Change in air with Cathay downgrade

Editorial | 14 Nov 2017

It's sad but true that all good things must come to an end.

Friday's announcement that Cathay Pacific Airways will be removed from the Hang Seng Index as a constituent stock was hardly unexpected, marking the closure of a chapter for Hong Kong's de facto flag carrier.

It was only a matter of time, given its poor share showing.

Cathay could have stayed in the basket longer had it managed to please investors with stronger performance.

It ranks among the world's top 10 airlines. Compared to its peers, its service is among the most reliable - although its decision not to modernize its business model to include budget services is questionable.

Aviation - one of the first industries to develop and thrive after the Great Depression of the last century - is expanding with the growing importance of new markets in Asia, primarily China. Carriers accustomed to the old norm will have to rejuvenate themselves if they wish to remain relevant.

Cathay, founded after World War II, was listed in May 1986. A month after listing, it was included as a constituent of the HSI. While based in Hong Kong, it's mostly regarded as British. Perhaps, its destiny - like other British hongs - was sealed the moment Hong Kong returned to Chinese sovereignty.

Cathay has a market capitalization of less than HK$50 billion.
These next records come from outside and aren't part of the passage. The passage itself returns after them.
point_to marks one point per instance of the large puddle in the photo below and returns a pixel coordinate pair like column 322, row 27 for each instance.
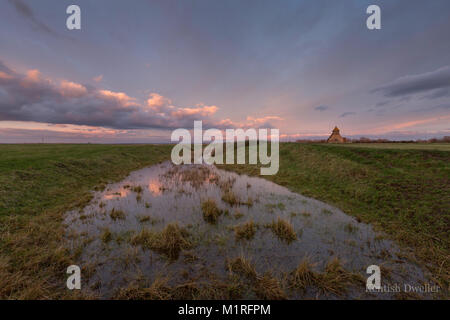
column 107, row 234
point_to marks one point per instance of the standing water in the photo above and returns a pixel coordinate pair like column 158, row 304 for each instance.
column 209, row 233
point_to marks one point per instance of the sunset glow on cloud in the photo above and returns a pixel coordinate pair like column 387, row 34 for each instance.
column 229, row 66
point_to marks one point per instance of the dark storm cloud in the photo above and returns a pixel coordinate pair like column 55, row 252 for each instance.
column 414, row 84
column 31, row 97
column 25, row 11
column 321, row 108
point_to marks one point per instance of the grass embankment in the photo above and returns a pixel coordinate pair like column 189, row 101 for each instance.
column 405, row 193
column 38, row 183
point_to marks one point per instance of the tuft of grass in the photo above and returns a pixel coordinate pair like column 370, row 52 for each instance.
column 405, row 193
column 210, row 211
column 230, row 198
column 117, row 214
column 306, row 214
column 350, row 228
column 137, row 189
column 106, row 235
column 304, row 276
column 283, row 230
column 158, row 290
column 38, row 184
column 237, row 215
column 169, row 241
column 268, row 288
column 336, row 279
column 245, row 231
column 242, row 266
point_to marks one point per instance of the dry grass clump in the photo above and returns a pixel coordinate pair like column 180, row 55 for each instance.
column 230, row 198
column 283, row 230
column 158, row 290
column 243, row 266
column 268, row 288
column 117, row 214
column 238, row 214
column 210, row 211
column 350, row 228
column 106, row 236
column 169, row 242
column 245, row 231
column 137, row 189
column 336, row 279
column 303, row 276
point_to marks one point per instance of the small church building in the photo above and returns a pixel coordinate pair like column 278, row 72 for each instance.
column 336, row 137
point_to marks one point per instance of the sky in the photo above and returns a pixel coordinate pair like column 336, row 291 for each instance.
column 139, row 69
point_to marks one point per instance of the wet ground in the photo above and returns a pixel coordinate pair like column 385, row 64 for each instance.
column 104, row 233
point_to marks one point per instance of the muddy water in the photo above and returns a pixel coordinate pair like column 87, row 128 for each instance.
column 175, row 193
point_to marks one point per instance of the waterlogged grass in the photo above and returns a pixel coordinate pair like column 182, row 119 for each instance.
column 169, row 241
column 38, row 184
column 210, row 211
column 405, row 193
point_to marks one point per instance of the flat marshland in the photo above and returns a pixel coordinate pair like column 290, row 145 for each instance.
column 208, row 239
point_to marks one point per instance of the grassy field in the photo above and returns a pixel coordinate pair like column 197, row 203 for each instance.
column 405, row 193
column 38, row 183
column 399, row 146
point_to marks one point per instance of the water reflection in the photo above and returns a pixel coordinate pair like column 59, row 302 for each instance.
column 151, row 198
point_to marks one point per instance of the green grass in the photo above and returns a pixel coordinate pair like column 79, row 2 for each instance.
column 405, row 193
column 400, row 146
column 38, row 183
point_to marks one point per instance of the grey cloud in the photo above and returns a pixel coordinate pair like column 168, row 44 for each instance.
column 437, row 94
column 346, row 114
column 25, row 11
column 321, row 108
column 33, row 98
column 413, row 84
column 382, row 104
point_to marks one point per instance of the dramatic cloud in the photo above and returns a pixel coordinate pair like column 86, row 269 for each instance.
column 346, row 114
column 413, row 84
column 321, row 108
column 32, row 97
column 25, row 11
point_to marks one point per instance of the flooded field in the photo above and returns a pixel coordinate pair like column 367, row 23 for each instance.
column 199, row 232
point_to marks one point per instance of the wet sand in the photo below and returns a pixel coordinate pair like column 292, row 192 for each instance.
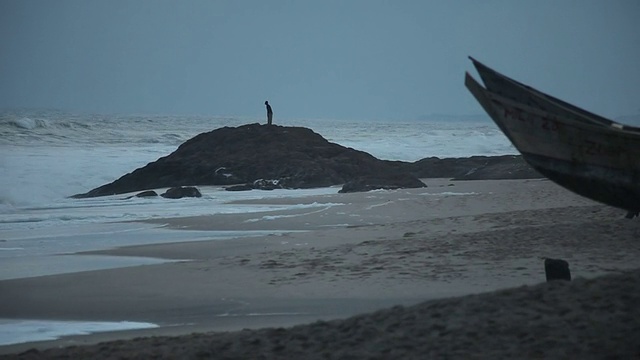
column 359, row 253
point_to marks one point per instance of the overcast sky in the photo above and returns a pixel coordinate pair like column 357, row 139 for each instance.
column 340, row 59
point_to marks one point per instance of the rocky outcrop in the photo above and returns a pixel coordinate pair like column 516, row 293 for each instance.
column 292, row 157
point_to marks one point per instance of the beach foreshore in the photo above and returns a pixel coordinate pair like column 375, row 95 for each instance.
column 350, row 254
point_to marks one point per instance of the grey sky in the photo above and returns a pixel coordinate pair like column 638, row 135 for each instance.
column 342, row 59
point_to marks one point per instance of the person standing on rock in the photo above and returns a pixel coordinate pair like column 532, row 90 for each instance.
column 269, row 113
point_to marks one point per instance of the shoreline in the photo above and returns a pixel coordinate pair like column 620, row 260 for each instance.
column 376, row 250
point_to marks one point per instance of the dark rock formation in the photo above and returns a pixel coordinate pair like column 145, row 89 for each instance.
column 291, row 157
column 395, row 181
column 259, row 184
column 181, row 191
column 148, row 193
column 557, row 269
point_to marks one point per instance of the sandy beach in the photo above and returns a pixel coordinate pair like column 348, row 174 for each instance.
column 408, row 273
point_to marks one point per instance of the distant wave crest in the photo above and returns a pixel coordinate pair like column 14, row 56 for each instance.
column 28, row 123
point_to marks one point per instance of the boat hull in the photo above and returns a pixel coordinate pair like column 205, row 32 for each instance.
column 599, row 162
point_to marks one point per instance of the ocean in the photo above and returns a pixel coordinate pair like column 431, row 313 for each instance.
column 48, row 155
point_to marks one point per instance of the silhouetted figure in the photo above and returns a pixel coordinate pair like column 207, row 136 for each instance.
column 557, row 269
column 269, row 113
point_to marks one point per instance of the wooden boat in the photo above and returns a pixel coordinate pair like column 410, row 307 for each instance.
column 583, row 152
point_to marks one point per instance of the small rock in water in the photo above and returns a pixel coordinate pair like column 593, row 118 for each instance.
column 148, row 193
column 557, row 269
column 181, row 191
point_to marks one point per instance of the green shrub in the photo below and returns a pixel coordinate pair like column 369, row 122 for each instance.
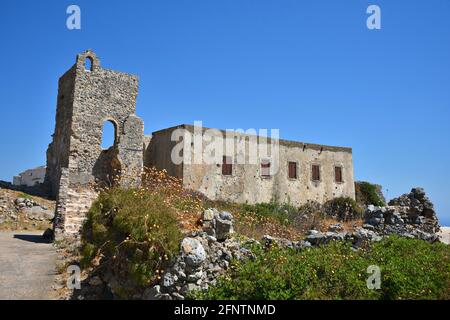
column 366, row 194
column 343, row 208
column 133, row 231
column 410, row 269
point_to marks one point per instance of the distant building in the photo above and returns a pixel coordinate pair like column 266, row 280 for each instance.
column 89, row 96
column 30, row 177
column 302, row 171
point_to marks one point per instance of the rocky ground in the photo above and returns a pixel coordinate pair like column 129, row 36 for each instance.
column 207, row 254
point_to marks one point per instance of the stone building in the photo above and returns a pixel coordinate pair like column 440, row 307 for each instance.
column 77, row 166
column 89, row 96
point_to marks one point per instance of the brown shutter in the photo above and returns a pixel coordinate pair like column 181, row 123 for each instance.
column 227, row 166
column 265, row 168
column 338, row 174
column 292, row 170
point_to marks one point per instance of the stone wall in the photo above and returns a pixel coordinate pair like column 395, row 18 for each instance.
column 76, row 163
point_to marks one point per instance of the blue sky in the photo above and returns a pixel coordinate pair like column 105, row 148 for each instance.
column 310, row 68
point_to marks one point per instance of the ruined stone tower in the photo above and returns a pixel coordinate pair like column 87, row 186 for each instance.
column 88, row 96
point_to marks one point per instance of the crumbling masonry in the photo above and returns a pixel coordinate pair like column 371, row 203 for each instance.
column 75, row 160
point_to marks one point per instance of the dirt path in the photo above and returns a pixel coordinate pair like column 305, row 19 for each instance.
column 27, row 266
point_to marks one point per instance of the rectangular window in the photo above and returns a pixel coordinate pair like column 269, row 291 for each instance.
column 292, row 168
column 227, row 166
column 338, row 174
column 315, row 172
column 265, row 168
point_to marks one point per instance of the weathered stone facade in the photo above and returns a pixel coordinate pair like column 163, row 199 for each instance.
column 77, row 166
column 76, row 163
column 246, row 184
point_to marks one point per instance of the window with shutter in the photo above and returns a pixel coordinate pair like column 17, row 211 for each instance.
column 292, row 169
column 315, row 172
column 338, row 174
column 227, row 166
column 265, row 168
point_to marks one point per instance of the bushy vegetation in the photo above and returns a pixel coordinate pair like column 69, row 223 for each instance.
column 410, row 269
column 133, row 231
column 366, row 194
column 343, row 209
It's a large sum, but hardly impressive when compared to mainland developer Country Garden Holdings (HK$276.39 billion), and smartphone camera lens maker Sunny Optical Technology (HK$163.45 billion), with the latter replacing the airline on the index in December.

A slow and steady process of mainland giants becoming formidable forces is evident in the property and other sectors of the local economy. A similar process could accelerate in aviation too.

I wouldn't be the least bit surprised if Cathay comes under pressure to give up market share to mainland competitors in the long term.

Listen to what Hong Kong Airlines vice-chairman Tang King-shing had to say recently. The younger airline - partly owned by mainland conglomerate HNA Group - has been expanding its fleet. The first of its 21 A350 jets were delivered in August. That will take it to destinations like London, New York, San Francisco, and Los Angeles.

Tang said Hong Kong Airlines will need more slots to allow its new planes to take off if they aren't to be left sitting on the tarmac. The question is where to find the extra slots before the third runway at Chek Lap Kok is built and ready for operation.

Tang didn't say, but his script is already written on the wall.

Cathay and subsidiary Cathay Dragon, with a combined fleet of 192 planes, share 40 percent of the airport slots, whereas Hong Kong Airlines, with its existing 31 aircraft, has 10 percent.

It goes without saying that given the two runways are already operating at full capacity, the only way to meet the additional needs of Hong Kong Airlines will be the reallocation of some of the slots already assigned to other carriers.

The landscape of the local aviation sector is set for broad changes.